E Jungkook não estava fazendo esforço nenhum para o empurrar a continuarem a andar, ele também encarava a pilha:
— Mas elas parecem tão boas... — Disse o Jeon.
— Sim... — Respondeu o Park.
— Encare desta maneira — disse Jungkook depois de um tempo — ahn... É...
— O que? — Disse Jimin, encarando nada mais que a pilha de frutas.
— Estou tentando pensar numa maneira de encarar que queira dizer que no fim a gente acaba comendo.
— Ahm, entendi. — Jimin assentiu — Então por que a gente só não come de uma vez?
— Comer?
A luz do sol atravessava as folhas e lançava um brilho sobre as coisas
que pareciam pêras. As coisas que pareciam framboesas e morangos eram mais rechonchudas e carnudas que quaisquer outros que Jimin já vira, mesmo em comerciais de
sorvete:
— É — Disse o terráqueo — A gente pode pensar nas consequências depois.
— Talvez seja isso que eles querem que a gente faça.
— Eles?
— É, você sabe, alguém colocou essas frutas aí. Nessa pilha.

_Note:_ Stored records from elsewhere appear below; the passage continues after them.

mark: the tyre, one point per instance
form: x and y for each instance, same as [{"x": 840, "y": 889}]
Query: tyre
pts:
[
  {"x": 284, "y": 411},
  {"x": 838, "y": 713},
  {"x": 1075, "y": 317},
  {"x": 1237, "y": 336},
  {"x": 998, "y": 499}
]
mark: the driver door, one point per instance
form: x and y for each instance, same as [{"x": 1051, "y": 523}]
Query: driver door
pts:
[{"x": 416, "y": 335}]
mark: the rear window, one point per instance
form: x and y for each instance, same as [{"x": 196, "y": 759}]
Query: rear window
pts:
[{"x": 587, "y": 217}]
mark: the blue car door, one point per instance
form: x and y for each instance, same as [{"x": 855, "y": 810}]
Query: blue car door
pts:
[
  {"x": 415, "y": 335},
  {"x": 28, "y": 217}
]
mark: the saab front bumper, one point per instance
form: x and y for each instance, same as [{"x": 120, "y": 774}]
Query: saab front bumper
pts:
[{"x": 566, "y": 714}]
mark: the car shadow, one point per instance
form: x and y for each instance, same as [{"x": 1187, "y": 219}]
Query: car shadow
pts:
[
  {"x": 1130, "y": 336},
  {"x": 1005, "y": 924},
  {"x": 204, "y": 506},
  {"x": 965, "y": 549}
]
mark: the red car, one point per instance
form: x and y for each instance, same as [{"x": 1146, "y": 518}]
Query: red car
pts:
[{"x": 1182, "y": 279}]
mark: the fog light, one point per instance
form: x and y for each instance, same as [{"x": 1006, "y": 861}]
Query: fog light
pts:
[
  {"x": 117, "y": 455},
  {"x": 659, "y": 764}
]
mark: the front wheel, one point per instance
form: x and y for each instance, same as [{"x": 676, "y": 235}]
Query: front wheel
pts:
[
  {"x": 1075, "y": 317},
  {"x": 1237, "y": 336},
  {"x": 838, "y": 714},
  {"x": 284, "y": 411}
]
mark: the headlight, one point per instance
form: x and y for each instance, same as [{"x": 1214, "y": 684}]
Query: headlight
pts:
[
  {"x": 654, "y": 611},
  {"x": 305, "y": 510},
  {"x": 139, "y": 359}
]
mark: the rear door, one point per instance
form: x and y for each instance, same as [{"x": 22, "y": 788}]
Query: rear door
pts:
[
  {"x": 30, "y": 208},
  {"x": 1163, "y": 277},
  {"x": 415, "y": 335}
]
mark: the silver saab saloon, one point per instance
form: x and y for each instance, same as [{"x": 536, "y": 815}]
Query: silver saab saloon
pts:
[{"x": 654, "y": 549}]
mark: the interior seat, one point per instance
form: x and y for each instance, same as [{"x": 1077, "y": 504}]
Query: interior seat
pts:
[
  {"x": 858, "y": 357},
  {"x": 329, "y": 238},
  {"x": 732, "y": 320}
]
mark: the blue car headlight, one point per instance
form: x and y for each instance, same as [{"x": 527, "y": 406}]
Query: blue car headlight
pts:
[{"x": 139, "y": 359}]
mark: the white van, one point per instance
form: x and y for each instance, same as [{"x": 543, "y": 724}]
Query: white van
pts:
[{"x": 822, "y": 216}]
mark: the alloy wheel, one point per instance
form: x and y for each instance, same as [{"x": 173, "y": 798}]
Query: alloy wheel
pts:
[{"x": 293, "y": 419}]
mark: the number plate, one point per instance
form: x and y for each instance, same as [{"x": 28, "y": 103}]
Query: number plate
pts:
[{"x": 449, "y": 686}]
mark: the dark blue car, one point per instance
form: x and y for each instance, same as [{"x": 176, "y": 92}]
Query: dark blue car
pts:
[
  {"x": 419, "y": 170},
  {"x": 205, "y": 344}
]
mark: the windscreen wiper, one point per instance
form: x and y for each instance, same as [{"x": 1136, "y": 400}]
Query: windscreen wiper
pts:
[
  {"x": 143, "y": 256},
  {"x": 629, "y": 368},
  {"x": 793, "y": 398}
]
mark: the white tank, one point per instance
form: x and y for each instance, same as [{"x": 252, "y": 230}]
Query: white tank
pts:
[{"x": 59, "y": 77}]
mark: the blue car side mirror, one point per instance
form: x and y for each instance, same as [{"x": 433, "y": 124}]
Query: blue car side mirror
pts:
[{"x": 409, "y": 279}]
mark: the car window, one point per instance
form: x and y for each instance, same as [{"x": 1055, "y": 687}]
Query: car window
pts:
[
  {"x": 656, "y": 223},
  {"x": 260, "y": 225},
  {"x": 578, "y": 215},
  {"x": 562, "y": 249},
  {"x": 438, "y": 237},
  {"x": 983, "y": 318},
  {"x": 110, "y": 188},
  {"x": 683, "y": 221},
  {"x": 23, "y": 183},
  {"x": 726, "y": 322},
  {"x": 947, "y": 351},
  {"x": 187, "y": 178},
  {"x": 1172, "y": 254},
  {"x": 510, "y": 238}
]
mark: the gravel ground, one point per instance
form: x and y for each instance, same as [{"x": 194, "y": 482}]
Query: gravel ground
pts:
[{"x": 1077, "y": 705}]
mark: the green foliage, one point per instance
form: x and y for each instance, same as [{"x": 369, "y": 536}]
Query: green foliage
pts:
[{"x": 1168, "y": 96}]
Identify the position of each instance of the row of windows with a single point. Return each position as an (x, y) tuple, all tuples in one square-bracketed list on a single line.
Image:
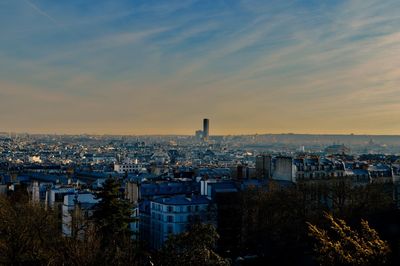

— Está bem, encare desta maneira...
— Começou bem — encorajou Jungkook.
Jimin apertou os olhos tentando se concentrar, pois o aroma também era muito bom:
— Estão aí para a gente comer. Não importa se são boas ou ruins, se eles estão querendo nos dar comida ou nos envenenar. Se forem venenosas e a gente não comer, eles simplesmente vão nos atacar de algum outro jeito. Se a gente não comer, a gente sai perdendo de qualquer forma.
— Gostei do seu jeito de pensar — Disse Jungkook que só esperava uma brecha para poder comer aquilo, hesitante, ele apanhou uma das coisas que pareciam pêras:
— Foi o que eu sempre achei sobre o Jardim do Éden — Disse Jimin observando o fruto em suas mãos.
— O quê?
— O Jardim do Éden. A árvore. A maçã. Essa parte, lembra?
— Não faço ideia do que esteja falando — Disse o betelgeusiano.
— Esse Deus põe uma macieira no meio de um jardim e diz "vocês façam o que vocês quiserem, ah, mas não comam a maçã". Surpresa surpresa, eles comem e ele pula de trás de uma moita gritando "Peguei vocês!". Não teria feito muita diferença se eles não tivessem comido.
— Por que não?
— Porque se você está lidando com alguém que tem o tipo da mentalidade de quem deixa um chapéu na calçada com um tijolo embaixo para os outros chutarem pode ter certeza que ele não vai desistir. No fim ele te pega.
— Do que você está falando? — Disse Jeon que estava achando tudo aquilo insano.
— Esqueça.
Mas Jimin pensou mais um pouco sobre o caso e acabou dizendo:
— Sabe, este lugar até que parece sim o Jardim do Éden.
Jungkook deu de ombros mais interessado em dar uma mordida na coisa que parecia uma pêra:
— É uma pêra — Ele disse.
Momentos depois, quando tinham comido tudo, Jungkook virou-se e gritou como se tivessem nativos escondidos entre as árvores:
— Obrigado. Muito obrigado. Vocês são muito gentis.
Pelos oitenta quilômetros seguintes em sua marcha rumo ao leste eles continuaram encontrando os presentes de frutas estendidos em seu caminho, e uma vez ou outra perceberam um nativo os observando entre as árvores; não tornaram a fazer contato direto, apenas ignoravam eles e voltavam a andar.
Resolveram que gostavam de uma raça de pessoas que deixava bem clara sua gratidão por ser deixada em paz.
As frutas acabaram após oitenta quilômetros porque era onde começava o mar.
Jimin correu na frente sorrindo, ele gostava da sensação da grandeza do mar, era bonito, gostava do barulho e do cheiro da água salgada, ele gostava mais ainda porque lhe lembrava da terra, por breves segundos ele até poderia fingir que estava em casa.
Jungkook sorriu observando Jimin correr eufórico, e por uns instantes um pensamento doido surgiu em sua mente: Talvez eles pudessem mesmo ficar naquele mundo pra sempre, juntos.
Então foi neste momento que Jungkook começou a sentir os primeiros efeitos colaterais das frutas em seu organismo, ele sentiu perder as forças de seu corpo e caiu de joelhos naquela areia branquinha:
Tentou se manter sobre seu corpo fraco e trêmulo, mas tombou para frente caindo de bruços, apertou a areia branca em seus dedos, tentando se levantar.
Jimin estava molhando os pés na borda do mar, se virou sorrindo procurando Jungkook para ver se ele não queria se aproximar também, e notando sua falta passou os olhos por toda praia o procurando.
E assim que o viu daquela forma, seu sorriso murchou gradativamente, estampando em sua face a mais genuína preocupação.